基地設備、役所設備の悉くが瓦解し、滑走路だった場所には大きく五芒星が描かれていた。
――――
佐渡港の伊勢、その艦橋では石井が一人で立って艦橋モニターを眺めていた。
「袋叩きだな」
そう呟きながら、石井は顎を指でさすった。
「AI、今のところのテロの襲撃地点を表示してくれ。そしてそれらを点で繋いで」
石井の指示で、艦橋モニターが映し出す立体映像は南太平洋と南アメリカを跨ぐ台形に近い形を映し出した。
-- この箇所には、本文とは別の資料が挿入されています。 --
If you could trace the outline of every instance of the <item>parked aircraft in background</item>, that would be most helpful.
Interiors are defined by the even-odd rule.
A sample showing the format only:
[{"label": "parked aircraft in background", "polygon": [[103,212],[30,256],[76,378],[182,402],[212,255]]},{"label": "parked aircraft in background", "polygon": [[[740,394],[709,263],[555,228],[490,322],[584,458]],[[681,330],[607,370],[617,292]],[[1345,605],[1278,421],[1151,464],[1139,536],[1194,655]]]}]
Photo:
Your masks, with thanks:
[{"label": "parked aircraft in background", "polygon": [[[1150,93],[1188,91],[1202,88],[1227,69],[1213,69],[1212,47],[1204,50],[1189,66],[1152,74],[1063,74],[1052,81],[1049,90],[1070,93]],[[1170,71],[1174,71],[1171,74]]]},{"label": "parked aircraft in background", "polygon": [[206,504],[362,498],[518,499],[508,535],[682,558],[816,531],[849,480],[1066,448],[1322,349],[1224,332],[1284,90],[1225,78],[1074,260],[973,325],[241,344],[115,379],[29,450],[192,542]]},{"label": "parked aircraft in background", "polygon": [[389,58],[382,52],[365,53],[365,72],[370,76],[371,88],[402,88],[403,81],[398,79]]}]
石井は、八咫烏軍の生命にあった五芒星という言葉を反芻する。
五芒星……五角形……
石井は追加でAIに指示を出した。
「今のこの台形が大体正五角形になる位置に点を置いて、その点も繋いでくれ」
立体映像が動いた。
そして、北米南部のヴァージン諸島に点が置かれた。
石井は指示を続ける。
「この五角形を五芒星の繋ぎ方で繋いで」
立体映像上の五角形が変形する。
その五角形は、南太平洋、北米南部の、南米を跨ぐ巨大な五芒星となった。
地球に五芒の星が描かれたその時、神は降臨なさるだろう
石井は八咫烏軍の声明を思い出す。
地球に、五芒の星
石井は確信した。次の襲撃地点はヴァージン諸島だと。
その時、艦橋の自動ドアから青田と小森が入ってきた。
小森が訊く。
「どうした、石井くん。何かあったかい?」
石井は答える。
「いや、次の襲撃地点どこかなって」
一方、青田は艦橋モニターの立体映像を見ていた。
その立体映像は、ヴァージン諸島に置かれた点を強調表示していた。
「次の襲撃地点はヴァージン諸島……成程な」
青田は呟いた。
その様子を見た石井が訊いた。
「どうかしました?」
「いや……これ、なんでヴァージンだと?」
「ああ、ここが襲撃地点とすると、今までの襲撃地点と五芒星で結べるんですよ。あいつらずっと五芒星がどうのって言ってたじゃないですか、だからここかなと」
「成程……」
青田は感心した。
八咫烏軍からの声明が発表されたのは、その翌日のことだった。